Ainsi en 1990 est lancé le premier programme dédié aux villes : Urban Pilot Projects ! Ce programme est en quelque sorte l’ancêtre d’URBACT puisqu’il fonctionne sur la base d’une mise en concurrence, comme pour tout financement de projet. Chaque année, un appel à projets est lancé, auquel les porteurs de projets sont amenés à répondre. Ainsi, entre 1990 et 1993, ce sont 33 projets qui sont financés dans 11 États membres. Le cœur de ce programme est tourné vers des projets innovants en termes de régénération urbaine, suite aux nombreuses reconversions industrielles notamment. À titre d’exemple, à Athènes, il s’agissait de réhabiliter le Queen’s Tower Park en incluant des aspects environnementaux et sociaux. Ainsi, ce projet a permis l’emploi de 56 personnes durant le réaménagement du parc. Ce projet avait pour but de repenser ce lieu de façon à permettre aux habitants du quartier de changer leur vision sur l’environnement et le développement durable. Il comprenait 66 hectares de paysage et d’innovations durables, comme la reforestation, l’aménagement de routes cyclistes et piétonnes, l’installation de structures d’apprentissage au jardinage et à la culture bio, ainsi qu’un musée en plein air.

Une évolution vers une approche intégrée : URBACT & UIA

URBACT est financé en partie via les fonds du FEDER, à hauteur de 5%. Avec ce programme, l’Union investit dans des projets qui favorisent une approche intégrée du développement urbain durable. Cette approche a pour but de passer outre les blocages nationaux, souvent administratifs. Ainsi, les frontières entre service public, secteur associatif, secteur entrepreneurial et privé tentent d’être abolies par une collaboration entre ces différents acteurs, qui ne travaillent que très peu ensemble quand ils sont cantonnés aux systèmes nationaux.

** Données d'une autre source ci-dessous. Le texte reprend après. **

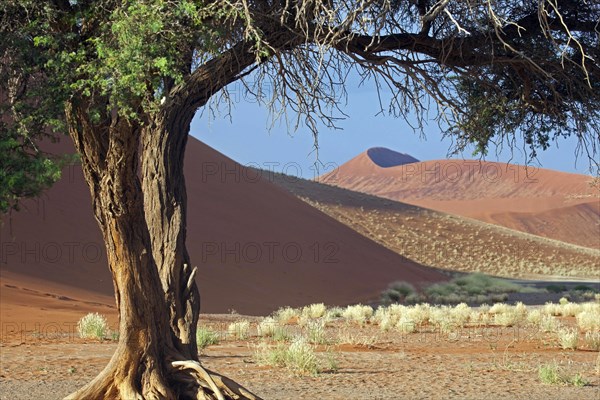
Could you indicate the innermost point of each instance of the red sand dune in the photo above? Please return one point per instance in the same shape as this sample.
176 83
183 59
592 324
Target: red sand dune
257 247
548 203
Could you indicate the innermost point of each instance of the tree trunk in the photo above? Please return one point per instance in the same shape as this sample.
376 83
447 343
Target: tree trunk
152 359
165 204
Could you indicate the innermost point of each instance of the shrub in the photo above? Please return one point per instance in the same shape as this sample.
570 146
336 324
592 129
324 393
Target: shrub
92 325
239 330
206 337
397 292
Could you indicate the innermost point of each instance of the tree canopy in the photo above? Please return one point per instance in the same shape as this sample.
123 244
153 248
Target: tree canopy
124 79
490 71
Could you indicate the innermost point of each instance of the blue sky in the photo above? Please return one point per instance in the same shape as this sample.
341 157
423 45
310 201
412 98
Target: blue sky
246 138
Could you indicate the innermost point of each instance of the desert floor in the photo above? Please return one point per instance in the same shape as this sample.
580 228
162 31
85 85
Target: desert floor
360 362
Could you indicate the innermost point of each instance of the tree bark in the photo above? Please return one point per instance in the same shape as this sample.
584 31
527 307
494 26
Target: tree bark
109 160
165 205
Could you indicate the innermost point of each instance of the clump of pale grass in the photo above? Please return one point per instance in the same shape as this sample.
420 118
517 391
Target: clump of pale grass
588 321
267 327
314 311
567 338
286 314
298 356
552 309
206 337
549 323
592 340
333 313
315 332
534 317
406 325
358 313
92 325
239 330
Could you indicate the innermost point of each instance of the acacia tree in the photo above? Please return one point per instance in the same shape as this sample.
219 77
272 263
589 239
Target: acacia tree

Il s’agit donc de reprendre les objectifs et la ligne directrice initiés par UPP, en y intégrant une dimension supplémentaire : le nécessaire partage de nouveaux outils aux acteurs administratifs, fonctionnaires et acteurs du développement durable urbain dans le but de démocratiser cette approche intégrée dans le développement de projets urbains. Le but est de partager des good practices, des expériences qui servent de bons exemples, et ce sur le système du réseau. C’est-à-dire que les villes partagent leurs expériences quant aux projets menés afin de signaler au plus grand nombre ce qui fonctionne, ce qui peut être amélioré, ce qui n’aboutit pas.

Un programme récent, qui date de 2015, va encore plus loin et finance les projets les plus innovants. Il s’agit d’Urban Innovative Actions, qui se décrit comme le laboratoire urbain d’Europe et qui a lancé son deuxième appel à projets en décembre 2016. L’aspect original de ce programme est qu’il cherche l’élite de l’innovation, c’est-à-dire que pour pouvoir prétendre à un financement, un projet doit n’avoir jamais été testé ailleurs. La première phase a financé 17 projets, dont un à Clichy-les-Batignolles en région parisienne. Dans ce projet, l’idée inédite a été de nourrir un bâtiment avec quatre énergies renouvelables, et de créer un tableau qui calcule, dans chaque appartement quelle énergie reviendrait la moins chère et serait la moins consommatrice. Cette année, trois thèmes ont été retenus : l’économie circulaire, la mobilité et l’intégration des migrants et des réfugiés.

Aujourd’hui, URBACT est au coeur de son troisième cycle (2014-2020), mais URBACT II (2007-2014) représentait déjà 16 projets de capitalisation des expériences ; 61 réseaux sur des thèmes divers et variés comme la mobilité urbaine ou encore les espaces urbains abandonnés ; mais aussi 29 pays et 550 villes concernés ; 7000 acteurs locaux actifs ainsi que 32 séminaires à destination des fonctionnaires locaux.

Anais De Muret

Étudiante en Master 2 Études européennes, stagiaire chez URBACT, toujours en quête d’actions vertes et passionnée par la complexité et la diversité des villes européennes.